May 6, 2019

But is it safe for my baby?

Mary Hebert and the Obstetric-fetal Pharmacology Research Unit (OPRU) team are exploring how to optimize care for pregnant and lactating women

Mary Hebert and research nurse Maggie Leahy, RN, meet with an expectant mother as part of their study.

Mary Hebert and research nurse Maggie Leahy, RN, meet with an expectant mother as part of their study.Sarah C.B. Guthrie

How do medications for high blood pressure, depression, and even cancer affect pregnant women and their babies? Mothers and health care providers face a daunting challenge of making health care decisions about these vital medications with limited data.

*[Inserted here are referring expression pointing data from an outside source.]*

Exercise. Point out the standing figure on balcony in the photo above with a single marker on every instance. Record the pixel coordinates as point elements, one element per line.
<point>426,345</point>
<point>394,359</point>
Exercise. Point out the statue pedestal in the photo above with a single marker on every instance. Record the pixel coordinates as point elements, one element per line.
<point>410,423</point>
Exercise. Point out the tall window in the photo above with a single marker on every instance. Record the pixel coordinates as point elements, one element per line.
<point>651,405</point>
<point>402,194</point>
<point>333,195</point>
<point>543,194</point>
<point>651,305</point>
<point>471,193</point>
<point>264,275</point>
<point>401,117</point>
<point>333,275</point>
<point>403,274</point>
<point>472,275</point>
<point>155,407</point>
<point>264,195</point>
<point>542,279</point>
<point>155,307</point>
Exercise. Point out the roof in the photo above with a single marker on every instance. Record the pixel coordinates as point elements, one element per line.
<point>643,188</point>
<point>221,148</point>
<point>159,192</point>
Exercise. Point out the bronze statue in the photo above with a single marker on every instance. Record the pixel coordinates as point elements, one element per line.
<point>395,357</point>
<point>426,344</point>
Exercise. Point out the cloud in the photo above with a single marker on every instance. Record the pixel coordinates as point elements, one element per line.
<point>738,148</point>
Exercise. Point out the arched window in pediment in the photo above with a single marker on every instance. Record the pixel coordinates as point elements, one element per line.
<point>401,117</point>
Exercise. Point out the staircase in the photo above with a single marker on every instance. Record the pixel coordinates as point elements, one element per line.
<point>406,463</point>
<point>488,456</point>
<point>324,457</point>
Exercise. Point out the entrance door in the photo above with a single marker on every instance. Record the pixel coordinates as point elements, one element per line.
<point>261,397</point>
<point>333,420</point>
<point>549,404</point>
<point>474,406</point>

Mary Hebert knows this dilemma first hand. Years ago when she was pregnant, she was faced with a complicated pregnancy herself and was rather frustrated at the lack of data available on the medications she needed. “I thought by the time I was pregnant the second time, there would be more information. But there wasn’t,” she shared. Given her background as a clinical pharmacist and researcher focusing on medications used in the management of solid organ transplantation, Mary knew she had to do something. Years later, her work on the impact of medications on maternal, fetal and neonatal health continues through two Federal grants. 

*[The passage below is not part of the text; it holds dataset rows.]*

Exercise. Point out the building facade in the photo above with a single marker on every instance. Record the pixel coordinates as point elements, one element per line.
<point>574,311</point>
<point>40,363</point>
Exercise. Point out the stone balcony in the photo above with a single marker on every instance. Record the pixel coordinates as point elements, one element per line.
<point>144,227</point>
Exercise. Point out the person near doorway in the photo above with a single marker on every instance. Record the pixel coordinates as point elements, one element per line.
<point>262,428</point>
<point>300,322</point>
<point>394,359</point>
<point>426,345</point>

“A healthy pregnancy requires consideration of the mother, fetus, and neonate.”—Mary Hebert, Pharmacy Professor and Director, UW Obstetric-Fetal Pharmacology Research Unit (OPRU)

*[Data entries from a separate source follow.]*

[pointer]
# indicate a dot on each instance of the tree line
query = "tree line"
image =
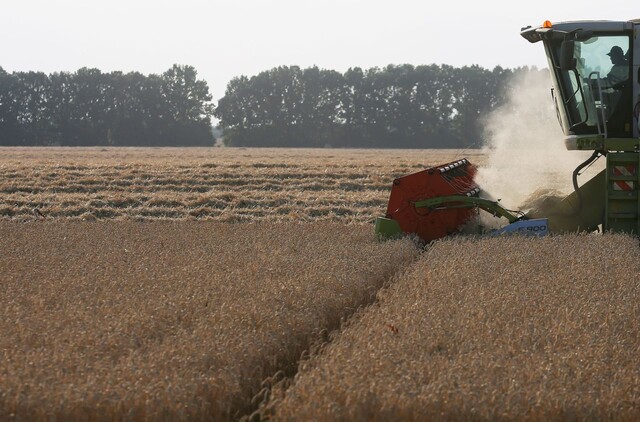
(434, 106)
(404, 106)
(89, 107)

Mary and her OPRU team are looking at how and why one of the most important drug-metabolizing enzymes has much higher activity in pregnant women than in non-pregnant people. Understanding this phenomenon is critical for drug dosing during pregnancy and has implications for 15-20% of the drugs used clinically. For example, one expectant mother had an abnormal heart rhythm and fast heart rate before she was pregnant, which was managed by a medication that was eliminated from the body by this enzyme. Mary and her colleagues found that pregnancy made the activity of this enzyme extremely high.  Consequently, when this woman became pregnant, again her heart rate went dangerously high requiring emergency hospitalization and incremental increases in the dosage to manage her heart condition. It worked and she delivered a healthy baby at term. 

The team approach, including physicians who specialize in maternal and fetal medicine, nurses, social workers, nutritionists, and pharmacists like Mary, through their research and clinical activities makes a profound difference in the quality of patient care for women with complicated pregnancies. “We were the first to study a number of cancer medications during pregnancy to try to understand how dosing is impacted by pregnancy,” Mary said. “Although these pregnancies are considered at high risk for complications, these women delivered healthy infants.”

Mary was also invited to partner on a National Institute of Child Health and Human Development (NICHD) study exploring medications in breast milk and their effect on the nursing infant. Initially, they are looking at ten commonly used medications, including labetalol (high blood pressure), metformin (diabetes), and escitalopram (depression and anxiety).

It’s vital that women pursue answers for their medication questions when pregnant, rather than just discontinuing them. “It might surprise you that conditions such as depression are not just associated with issues related to maternal mental health, they are also associated with complications such as pre-term birth and low birth weight infants.  Sudden discontinuation of chronic medications is often more dangerous than the potential adverse effects of continuing the medications throughout pregnancy.  When considering any medication during pregnancy we need to weigh the risks and benefits taking into consideration the underlying condition.  Ultimately our goal is to have healthy mothers and healthy babies.”

These two grants include a four-year National Institute of General Medicine Sciences (NIGMS) R01 grant (GM124264-02) was funded in 2017 for $2.3M. The second is a $79,000 sub-contract from Duke University for a National Institute of Child Health and Human Development (NICHD) grant funded in 2018; BMS01 contract number HHSN- 275201000003I.